Accountancy Age has learned that the highly respected Financial Reporting Review Panel will review the accounts of hundreds of listed companies every year on a risk-based approach.
The move is a totally new method, not only for the panel, but also among existing regulators. US watchdog, the Securities and Exchange Commission, instead looks at all company accounts on a three-year rotation.
The panel’s proactive move is based on a recommendation by a government body set up to examine accountancy regulation, which included an overhaul of the Financial Reporting Council led by Sir Bryan Nicholson.
The FRRP’s budget is to rise by a factor of 10 to around £3m, which will be used to recruit top-flight people to actively check that companies are complying with accounting and disclosure rules.
Ian Brindle, deputy chairman of the FRRP, told Accountancy Age: ‘We are bound to look at financial statements that measure in the hundreds. In terms of numbers, we don’t know at the moment. We will be undergoing a learning process.’

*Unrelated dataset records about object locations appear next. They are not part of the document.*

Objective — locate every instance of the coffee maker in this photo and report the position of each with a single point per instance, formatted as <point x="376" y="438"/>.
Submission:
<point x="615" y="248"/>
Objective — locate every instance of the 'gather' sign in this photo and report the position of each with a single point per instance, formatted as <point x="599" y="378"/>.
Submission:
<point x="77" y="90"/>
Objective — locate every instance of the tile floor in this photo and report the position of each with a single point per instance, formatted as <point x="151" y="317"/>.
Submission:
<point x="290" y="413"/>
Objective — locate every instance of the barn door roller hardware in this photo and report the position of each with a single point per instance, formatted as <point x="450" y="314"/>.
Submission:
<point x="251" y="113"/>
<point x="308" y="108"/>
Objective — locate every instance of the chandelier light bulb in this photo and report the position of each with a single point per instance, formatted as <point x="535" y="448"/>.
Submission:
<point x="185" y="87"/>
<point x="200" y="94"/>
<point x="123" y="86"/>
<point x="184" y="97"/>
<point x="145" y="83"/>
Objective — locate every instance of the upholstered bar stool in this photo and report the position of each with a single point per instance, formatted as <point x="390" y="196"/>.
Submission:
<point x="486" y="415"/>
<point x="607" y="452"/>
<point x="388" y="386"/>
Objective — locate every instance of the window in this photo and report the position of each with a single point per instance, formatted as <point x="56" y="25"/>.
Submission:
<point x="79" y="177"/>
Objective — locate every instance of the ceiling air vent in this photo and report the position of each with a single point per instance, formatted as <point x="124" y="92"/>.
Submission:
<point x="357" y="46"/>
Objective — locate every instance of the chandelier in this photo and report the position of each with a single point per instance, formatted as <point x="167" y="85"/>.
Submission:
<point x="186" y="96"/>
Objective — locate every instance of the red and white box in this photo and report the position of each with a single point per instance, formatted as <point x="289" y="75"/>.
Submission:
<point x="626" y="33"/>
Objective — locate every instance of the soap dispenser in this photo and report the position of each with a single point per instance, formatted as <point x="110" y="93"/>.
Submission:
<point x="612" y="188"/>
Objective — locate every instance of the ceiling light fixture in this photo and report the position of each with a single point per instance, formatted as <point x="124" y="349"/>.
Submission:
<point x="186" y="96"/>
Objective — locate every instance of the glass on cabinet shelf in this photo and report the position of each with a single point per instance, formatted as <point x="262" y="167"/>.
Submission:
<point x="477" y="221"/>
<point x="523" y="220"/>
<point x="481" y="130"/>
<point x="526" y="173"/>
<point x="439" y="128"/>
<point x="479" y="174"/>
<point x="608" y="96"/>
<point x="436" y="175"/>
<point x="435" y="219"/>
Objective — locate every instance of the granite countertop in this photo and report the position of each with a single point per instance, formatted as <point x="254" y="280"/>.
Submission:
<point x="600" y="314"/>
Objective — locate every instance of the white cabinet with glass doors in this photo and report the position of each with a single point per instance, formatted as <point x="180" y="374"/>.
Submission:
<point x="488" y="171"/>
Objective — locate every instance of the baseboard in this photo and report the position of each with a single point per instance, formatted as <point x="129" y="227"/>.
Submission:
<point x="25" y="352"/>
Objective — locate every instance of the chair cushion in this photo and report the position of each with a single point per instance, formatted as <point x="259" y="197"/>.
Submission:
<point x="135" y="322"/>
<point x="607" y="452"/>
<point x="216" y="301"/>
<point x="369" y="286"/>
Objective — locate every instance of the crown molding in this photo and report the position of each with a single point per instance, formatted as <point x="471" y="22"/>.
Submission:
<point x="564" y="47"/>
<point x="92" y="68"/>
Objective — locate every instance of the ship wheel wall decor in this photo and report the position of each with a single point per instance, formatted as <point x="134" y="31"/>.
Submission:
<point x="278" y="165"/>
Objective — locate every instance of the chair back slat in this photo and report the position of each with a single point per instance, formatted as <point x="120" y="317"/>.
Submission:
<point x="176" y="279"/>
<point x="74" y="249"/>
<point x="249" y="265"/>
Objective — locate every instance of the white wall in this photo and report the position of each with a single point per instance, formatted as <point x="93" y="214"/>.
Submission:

A note of caution, however, has been sounded. Derek Brownlee, executive at the Institute of Directors, believes the volume of accounts may be too unwieldy. ‘It’s a tall order. There could be a risk of taking on too much. They would have to have a clear mandate,’ he said.
A spokesman for the Confederation of British Industry said: ‘We support the idea of a targeted approach. But we wouldn’t want all companies to have to go through this every year.’
Brindle, however, was quick to point out that the panel would not always look at the company’s entire financial statements.
The panel’s new status follows the closure of the Accountancy Foundation, and the consolidation of regulatory power into the Financial Reporting Council. In its more than 10-year history, the FRRP has never gone to court to get a company to restate its accounts.